Zwischen den beiden ist rasch eine enge Freundschaft entstanden. Seit 2016 fahren sie gemeinsam für das Team von Patrick Lefevere. Seitdem sind sie in den Trainingslagern, bei Streckenbesichtigungen, im gemeinsamen Hotelzimmer oder abends zu Tisch im Mannschaftshotel unzertrennlich. „Julian ist ein umgänglicher, entspannter, cooler Typ. Es ist einfach, sicht mit ihm zu verstehen. Er steht mit beiden Beinen im Leben und ist trotz seiner vielen Erfolge keinesfalls abgehoben“, verriet Jungels im Januar während des Trainingslagers in Spanien.
32 Siege stehen bereits im Palmarès des fast immer gut gelaunten und strahlenden Alaphilippe. Bei der Tour de France gewann er fünf Etappen und trug während 17 Tagen das Gelbe Trikot. Hinzu kommen beispielsweise Triumphe bei Mailand-Sanremo (2018), Strade Bianche (2019), der Clasica San Sebastian (2017) oder der Flèche Wallonne (2018, 2019).
Am Sonntag setzte er sich bei der WM die Krone auf: „Es war ein perfekter Tag. Wir haben als Mannschaft einen Galaauftritt abgeliefert. Ich hatte fantastische Beine und musste einfach an der letzten Steigung angreifen. Mit dem WM-Titel habe ich mir einen Traum erfüllt. Aber ich habe das Ende der Fahnenstange noch nicht erreicht. Es gibt derart viele Klassiker und Monumente, die ich noch gewinnen möchte, so wie LiègeBastogne-Liège“,
schwärmt Alaphilippe, der sich zum ersten französischen Weltmeister seit Laurent Brochard (1997) krönte.

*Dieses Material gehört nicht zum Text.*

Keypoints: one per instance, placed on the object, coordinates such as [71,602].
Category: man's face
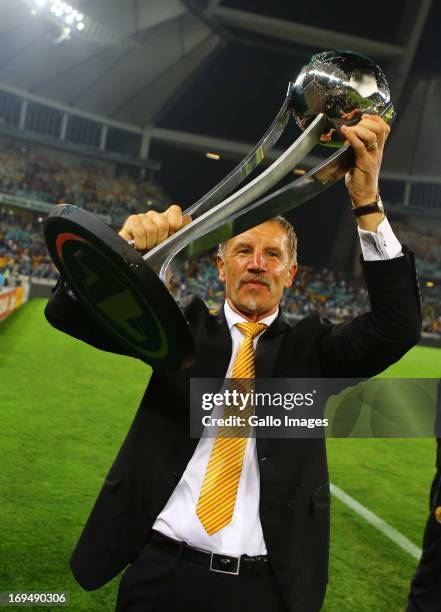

„Schauspieler und Zuschauer“
In Frankreich traut man dem Publikumsliebling gar den Gesamtsieg bei der Tour de France zu. Davon will Loulou aber nichts wissen. „Ich bin mir nicht sicher, das schaffen zu können. Aktuell ist eines klar: Ich werde meine Saison nicht nur auf die Tour ausrichten. Ich will meine Vorbereitung nicht ändern. Das Risiko besteht, dass ich meine Qualitäten als Puncher verliere. Dann würde ich das einbüßen, was mir derzeit zu den Siegen verhilft. Das will ich nicht“, erzählt er in der französischen Sportzeitung „L'Equipe“.

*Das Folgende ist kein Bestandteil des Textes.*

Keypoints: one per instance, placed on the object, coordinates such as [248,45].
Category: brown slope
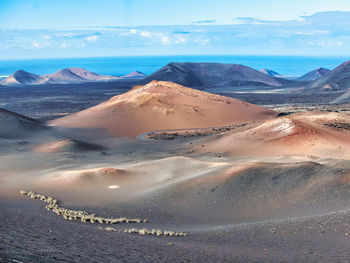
[320,134]
[162,105]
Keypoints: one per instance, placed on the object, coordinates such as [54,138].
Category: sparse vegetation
[79,215]
[83,216]
[182,134]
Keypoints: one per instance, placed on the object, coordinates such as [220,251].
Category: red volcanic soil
[162,105]
[309,133]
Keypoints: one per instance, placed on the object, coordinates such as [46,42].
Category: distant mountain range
[335,80]
[213,75]
[270,72]
[314,74]
[64,76]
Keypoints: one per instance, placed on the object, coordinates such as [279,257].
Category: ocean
[284,65]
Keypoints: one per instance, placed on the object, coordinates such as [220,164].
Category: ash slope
[320,134]
[213,75]
[163,106]
[13,125]
[335,81]
[314,74]
[64,76]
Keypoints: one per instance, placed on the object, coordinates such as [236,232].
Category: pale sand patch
[113,186]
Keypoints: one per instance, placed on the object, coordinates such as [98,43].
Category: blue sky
[39,29]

Alaphilippe lässt sich nicht verbiegen. Er vertraut seinem Instinkt – genau wie in den Rennen. Er attackiert und animiert. Das gelingt nicht immer, aber immer öfter. „Tatsächlich bin ich gleichzeitig Schauspieler und Zuschauer meiner Rennen“, erläutert er. Seine Laufbahn biete bereits jetzt genug Stoff, „um ein Buch zu schreiben“.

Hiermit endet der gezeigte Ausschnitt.